My father and I had passed a week of research and shopping to find the perfect grill: one that would break down to fit into the size and weight requirements of the airline, without sacrificing size, quality and style. The final solution was 90 pounds of sturdy metal, 623 total square inches of cooking surface, cast iron cooking grates, integrated thermometer, adjustable steel fire grate, wood slat side and front shelves for additional prep and tools… By Texan standards it is a nice grill, but nothing fancy or huge. But in Italy, it’s a show-stopper.
And boy, it was worth it. It continues to be worth it every time we come down to Emilio’s family’s summer home in Moneglia. I fire that baby up, throw some veggies and steaks on the cast iron grill and cook for 20 people without breaking a sweat, all while overlooking a spectacular Ligurian coastline. This place was pretty close to paradise before, but now it’s perfect. Everything’s better with barbecue.
So, to honor the first birthday of our international BBQ, I would like to share a few grilling tips and observations:
- I marinate almost everything. Chicken turns out soft and moist when marinated in yogurt with garlic, lemon and olive oil. Soak pork chops in oil, herbs and white wine. Red meat needs just a touch of red wine and olive oil.
- I usually use a mix of wood and charcoal. Wood gives the best flavor, but charcoal burns longer and hotter. So I like to build a wood fire, then throw on some charcoal to lengthen the cooking time. Another way to achieve this effect is to add a few moistened wood chips to the coals before cooking.
- I like to grill in two rounds. First, I take care of all the veggies, since they can be served room-temperature and don’t suffer the wait. Then, I rebuild the fire or add some charcoal before throwing on the meat, which can then be served right off the grill.
- My favorite vegetables on the grill are bell peppers, sliced onions, eggplant, zucchini, and fennel. Veggies are better if you brush them with flavored olive oil right before grilling them. To make flavored oil, fill a bowl with olive oil, and add a couple cloves of garlic, salt, and rosemary or other herbs a couple hours before grilling.
- Bell peppers should be grilled whole until the skin is blackened, then placed in a bowl and covered with plastic wrap until cool. This helps loosen the skin and makes them easier to clean.

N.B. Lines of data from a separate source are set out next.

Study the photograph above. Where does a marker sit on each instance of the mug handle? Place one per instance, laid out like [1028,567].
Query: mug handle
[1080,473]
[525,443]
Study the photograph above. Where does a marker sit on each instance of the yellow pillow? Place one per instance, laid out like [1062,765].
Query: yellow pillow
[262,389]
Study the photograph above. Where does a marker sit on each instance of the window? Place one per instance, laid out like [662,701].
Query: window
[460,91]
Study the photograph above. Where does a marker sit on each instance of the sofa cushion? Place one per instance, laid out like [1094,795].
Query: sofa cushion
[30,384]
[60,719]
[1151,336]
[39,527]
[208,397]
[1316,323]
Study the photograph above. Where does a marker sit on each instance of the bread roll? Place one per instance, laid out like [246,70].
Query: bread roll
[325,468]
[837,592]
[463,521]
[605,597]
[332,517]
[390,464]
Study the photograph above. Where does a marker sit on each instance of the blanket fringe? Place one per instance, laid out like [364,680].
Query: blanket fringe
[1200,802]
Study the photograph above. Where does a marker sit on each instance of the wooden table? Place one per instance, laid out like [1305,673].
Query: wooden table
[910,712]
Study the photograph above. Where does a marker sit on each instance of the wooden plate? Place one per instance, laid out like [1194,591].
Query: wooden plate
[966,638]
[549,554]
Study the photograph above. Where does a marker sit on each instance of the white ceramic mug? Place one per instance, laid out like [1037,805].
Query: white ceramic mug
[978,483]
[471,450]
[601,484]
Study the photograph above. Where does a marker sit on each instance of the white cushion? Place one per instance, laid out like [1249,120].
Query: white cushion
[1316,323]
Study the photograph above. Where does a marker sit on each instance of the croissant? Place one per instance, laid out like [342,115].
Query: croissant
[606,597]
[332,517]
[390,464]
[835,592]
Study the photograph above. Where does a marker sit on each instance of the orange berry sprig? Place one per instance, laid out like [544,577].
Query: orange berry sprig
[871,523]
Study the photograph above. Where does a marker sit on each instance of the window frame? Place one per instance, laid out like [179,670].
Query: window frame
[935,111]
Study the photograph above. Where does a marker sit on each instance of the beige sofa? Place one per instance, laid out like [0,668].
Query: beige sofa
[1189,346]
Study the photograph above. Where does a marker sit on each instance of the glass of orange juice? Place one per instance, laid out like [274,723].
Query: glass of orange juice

- Grilled pineapple is always a big hit. The sugar caramelizes and the flavor shines, making it a perfect side for grilled fish, chicken or pork, or a delicious dessert when served warm with cold ice cream.
- Chicken and pork ribs benefit from “low and slow” cooking. Let them cook on the warming rack or a cool part of the grill until almost completely cooked, then finish them off by searing over a hotter part of the grill.